Malgré les scandales, la couronne d'Angleterre reste un "théâtre des rêves", incarné par le mythe de la princesse Windsor. Le rôle de la princesse est de faire rêver, de représenter une certaine idée de la féminité, même si ce rôle évolue vers celui d'une icône moderne, militante pour des causes sociales et environnementales. Être princesse et féministe est un paradoxe, car le statut repose souvent sur l'existence par le mari.
Kate Middleton, par sa stabilité et son dévouement, incarne l'anti-Diana, une figure de devoir et de discrétion. Elle vit une existence paisible, mais toujours encadrée, privée de spontanéité. Son rôle est de soutenir son époux, de faire des enfants et de s'engager dans des œuvres caritatives, un art du funambulisme sans engagement politique.
Camilla, épouse de Charles III, s'est largement inspirée de la princesse Anne, une autre figure de devoir, discrète et laborieuse. Camilla, après avoir traversé l'enfer médiatique en tant que maîtresse, a été reformatée par Buckingham pour devenir une reine-consort unanimement acceptée. Elle a dû renoncer à ses habitudes, se refaire une apparence, pour s'intégrer à la famille royale.
La vie d'une princesse est placée sous haute surveillance, avec une sécurité constante. Un stage commando est obligatoire pour les nouvelles arrivantes, les préparant à des scénarios de kidnapping ou de course-poursuite. Le choix vestimentaire est crucial, chaque tenue envoyant un message et respectant un protocole strict. Les princesses sont également des "vitrines" pour le commerce, leurs choix influençant les tendances mondiales.
Avec la disparition d'Élisabeth II, l'institution cherche à se moderniser, prônant sobriété et égalité des sexes. Les princesses pourraient incarner cette modernité, devenant des moteurs sociaux et caritatifs. La princesse Charlotte est déjà présentée comme l'héritière parfaite, incarnant le futur de la famille royale, rappelant une jeune Élisabeth II.

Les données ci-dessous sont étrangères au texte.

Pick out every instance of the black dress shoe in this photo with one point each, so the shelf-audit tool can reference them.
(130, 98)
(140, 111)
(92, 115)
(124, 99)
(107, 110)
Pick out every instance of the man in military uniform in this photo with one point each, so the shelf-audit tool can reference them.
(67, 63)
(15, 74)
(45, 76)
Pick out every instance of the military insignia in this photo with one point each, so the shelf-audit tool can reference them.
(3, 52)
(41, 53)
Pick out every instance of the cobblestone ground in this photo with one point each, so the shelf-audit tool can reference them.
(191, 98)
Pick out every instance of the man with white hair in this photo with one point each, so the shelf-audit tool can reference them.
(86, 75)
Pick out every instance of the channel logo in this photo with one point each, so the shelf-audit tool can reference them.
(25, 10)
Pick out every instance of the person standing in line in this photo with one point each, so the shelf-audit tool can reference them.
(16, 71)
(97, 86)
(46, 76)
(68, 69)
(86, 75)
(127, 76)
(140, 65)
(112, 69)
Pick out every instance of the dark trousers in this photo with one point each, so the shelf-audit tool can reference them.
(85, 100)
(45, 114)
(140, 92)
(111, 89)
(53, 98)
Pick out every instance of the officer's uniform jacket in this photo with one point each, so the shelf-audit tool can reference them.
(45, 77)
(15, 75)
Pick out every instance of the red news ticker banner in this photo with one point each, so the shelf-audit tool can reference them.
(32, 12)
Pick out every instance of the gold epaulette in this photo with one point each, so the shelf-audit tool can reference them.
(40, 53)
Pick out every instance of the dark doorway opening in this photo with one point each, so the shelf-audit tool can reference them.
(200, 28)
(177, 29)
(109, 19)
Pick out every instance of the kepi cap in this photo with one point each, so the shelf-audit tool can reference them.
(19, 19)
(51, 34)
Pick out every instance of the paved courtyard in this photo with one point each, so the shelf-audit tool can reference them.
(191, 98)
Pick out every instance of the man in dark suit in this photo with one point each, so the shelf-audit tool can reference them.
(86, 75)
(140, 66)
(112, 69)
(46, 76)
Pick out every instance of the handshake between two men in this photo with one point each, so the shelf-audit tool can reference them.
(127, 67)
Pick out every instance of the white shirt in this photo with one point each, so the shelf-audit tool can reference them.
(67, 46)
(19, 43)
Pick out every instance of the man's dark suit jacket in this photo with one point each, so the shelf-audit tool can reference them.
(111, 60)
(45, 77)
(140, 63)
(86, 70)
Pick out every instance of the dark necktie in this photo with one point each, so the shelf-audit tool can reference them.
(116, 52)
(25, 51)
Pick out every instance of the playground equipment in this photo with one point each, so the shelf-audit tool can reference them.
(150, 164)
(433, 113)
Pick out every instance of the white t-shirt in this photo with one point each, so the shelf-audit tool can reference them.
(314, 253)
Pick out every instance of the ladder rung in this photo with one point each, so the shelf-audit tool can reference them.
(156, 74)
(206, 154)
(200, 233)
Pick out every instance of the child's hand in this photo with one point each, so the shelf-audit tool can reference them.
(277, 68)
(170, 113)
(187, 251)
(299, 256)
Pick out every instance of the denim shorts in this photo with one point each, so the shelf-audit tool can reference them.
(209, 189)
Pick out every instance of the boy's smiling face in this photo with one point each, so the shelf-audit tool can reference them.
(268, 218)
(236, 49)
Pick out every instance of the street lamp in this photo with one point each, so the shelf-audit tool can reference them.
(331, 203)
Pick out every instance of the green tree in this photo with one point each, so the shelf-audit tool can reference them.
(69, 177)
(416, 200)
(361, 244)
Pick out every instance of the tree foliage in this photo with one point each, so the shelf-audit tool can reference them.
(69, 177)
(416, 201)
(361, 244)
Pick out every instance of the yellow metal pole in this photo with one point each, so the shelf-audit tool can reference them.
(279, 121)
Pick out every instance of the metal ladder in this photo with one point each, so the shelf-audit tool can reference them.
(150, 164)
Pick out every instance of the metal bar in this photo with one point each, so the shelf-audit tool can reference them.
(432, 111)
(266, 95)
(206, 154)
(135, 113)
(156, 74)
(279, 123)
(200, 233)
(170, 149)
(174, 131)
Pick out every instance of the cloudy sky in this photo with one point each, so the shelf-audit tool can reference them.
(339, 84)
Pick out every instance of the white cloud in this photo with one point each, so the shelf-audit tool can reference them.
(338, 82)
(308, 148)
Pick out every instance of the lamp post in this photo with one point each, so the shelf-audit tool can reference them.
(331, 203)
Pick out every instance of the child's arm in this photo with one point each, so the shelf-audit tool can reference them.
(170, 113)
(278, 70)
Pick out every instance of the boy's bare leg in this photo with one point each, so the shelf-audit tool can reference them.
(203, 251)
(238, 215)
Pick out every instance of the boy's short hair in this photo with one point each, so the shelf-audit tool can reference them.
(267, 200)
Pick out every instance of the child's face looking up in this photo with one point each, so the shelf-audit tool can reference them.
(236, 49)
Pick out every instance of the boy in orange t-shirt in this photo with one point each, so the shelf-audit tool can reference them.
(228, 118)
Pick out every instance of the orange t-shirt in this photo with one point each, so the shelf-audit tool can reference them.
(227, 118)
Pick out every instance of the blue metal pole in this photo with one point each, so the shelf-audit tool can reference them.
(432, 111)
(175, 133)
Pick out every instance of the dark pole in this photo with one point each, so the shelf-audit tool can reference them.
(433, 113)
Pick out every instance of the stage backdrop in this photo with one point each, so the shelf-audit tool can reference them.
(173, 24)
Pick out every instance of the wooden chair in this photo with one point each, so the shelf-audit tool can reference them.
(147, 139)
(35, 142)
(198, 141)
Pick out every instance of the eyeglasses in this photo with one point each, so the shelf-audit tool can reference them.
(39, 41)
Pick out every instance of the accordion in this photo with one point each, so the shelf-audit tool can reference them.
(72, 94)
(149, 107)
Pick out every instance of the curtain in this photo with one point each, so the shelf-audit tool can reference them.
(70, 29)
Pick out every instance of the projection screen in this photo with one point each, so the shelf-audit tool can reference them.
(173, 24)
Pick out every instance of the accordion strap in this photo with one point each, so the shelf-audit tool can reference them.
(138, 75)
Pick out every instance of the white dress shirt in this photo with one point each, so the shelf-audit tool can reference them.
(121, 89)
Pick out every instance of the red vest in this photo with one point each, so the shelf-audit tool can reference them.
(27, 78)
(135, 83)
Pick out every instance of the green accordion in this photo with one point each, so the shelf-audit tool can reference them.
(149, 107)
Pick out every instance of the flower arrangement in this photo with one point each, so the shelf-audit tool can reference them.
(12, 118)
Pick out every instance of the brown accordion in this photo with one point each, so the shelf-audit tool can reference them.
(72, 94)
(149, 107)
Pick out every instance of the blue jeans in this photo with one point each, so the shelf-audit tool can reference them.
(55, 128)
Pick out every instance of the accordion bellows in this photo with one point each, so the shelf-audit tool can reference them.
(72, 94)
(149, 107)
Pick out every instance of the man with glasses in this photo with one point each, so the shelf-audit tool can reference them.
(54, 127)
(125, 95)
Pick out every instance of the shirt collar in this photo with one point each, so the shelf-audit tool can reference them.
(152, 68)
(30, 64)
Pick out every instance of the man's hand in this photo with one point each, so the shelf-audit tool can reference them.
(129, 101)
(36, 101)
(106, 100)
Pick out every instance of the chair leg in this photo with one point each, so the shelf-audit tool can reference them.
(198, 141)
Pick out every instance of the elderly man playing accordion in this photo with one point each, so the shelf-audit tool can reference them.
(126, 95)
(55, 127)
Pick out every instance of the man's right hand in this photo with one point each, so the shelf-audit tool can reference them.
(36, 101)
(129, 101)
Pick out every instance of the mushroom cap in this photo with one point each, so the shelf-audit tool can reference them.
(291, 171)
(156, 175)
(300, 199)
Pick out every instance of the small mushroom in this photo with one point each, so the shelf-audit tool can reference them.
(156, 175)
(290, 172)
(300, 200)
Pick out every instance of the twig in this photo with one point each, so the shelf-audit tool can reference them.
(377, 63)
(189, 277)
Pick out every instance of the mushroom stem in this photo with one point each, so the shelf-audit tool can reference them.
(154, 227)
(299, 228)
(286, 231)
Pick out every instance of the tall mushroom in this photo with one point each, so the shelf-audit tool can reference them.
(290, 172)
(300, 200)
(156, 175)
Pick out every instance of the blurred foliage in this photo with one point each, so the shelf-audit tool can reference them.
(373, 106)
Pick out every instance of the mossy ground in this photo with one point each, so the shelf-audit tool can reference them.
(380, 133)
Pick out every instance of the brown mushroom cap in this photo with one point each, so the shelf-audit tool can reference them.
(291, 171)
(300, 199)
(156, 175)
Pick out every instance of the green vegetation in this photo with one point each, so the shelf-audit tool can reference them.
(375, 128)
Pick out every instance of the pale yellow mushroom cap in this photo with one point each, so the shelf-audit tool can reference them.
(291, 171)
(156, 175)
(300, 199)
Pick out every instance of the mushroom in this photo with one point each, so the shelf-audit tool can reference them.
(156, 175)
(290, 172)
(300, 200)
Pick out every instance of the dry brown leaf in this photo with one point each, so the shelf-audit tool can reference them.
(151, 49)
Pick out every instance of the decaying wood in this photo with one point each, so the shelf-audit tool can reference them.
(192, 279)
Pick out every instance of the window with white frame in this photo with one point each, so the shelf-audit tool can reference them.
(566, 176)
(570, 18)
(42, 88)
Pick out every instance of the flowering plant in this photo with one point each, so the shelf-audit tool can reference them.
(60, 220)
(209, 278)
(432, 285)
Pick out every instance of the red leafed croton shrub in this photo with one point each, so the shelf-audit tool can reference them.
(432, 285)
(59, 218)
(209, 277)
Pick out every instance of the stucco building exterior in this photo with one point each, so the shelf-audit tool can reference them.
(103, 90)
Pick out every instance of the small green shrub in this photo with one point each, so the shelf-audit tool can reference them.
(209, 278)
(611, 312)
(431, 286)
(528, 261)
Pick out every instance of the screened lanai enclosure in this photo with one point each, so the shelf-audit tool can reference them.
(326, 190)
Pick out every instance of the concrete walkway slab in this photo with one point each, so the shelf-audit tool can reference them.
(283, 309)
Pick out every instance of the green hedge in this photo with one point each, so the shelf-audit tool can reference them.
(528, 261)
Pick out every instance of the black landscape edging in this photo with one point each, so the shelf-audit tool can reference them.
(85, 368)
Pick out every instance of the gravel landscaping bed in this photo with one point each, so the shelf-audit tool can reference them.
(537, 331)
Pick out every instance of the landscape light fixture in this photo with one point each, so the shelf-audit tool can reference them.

Finalement, malgré les drames et les sacrifices, le mythe de la princesse Windsor perdure, alimentant les rêves des petites filles. Le rôle de la princesse, qu'il soit incarné par l'obéissance de Kate, la rébellion de Diana ou la stratégie de Meghan, reste indissociable de l'imaginaire collectif, symbolisant un idéal de conte de fées, même si la réalité est souvent bien plus complexe et douloureuse.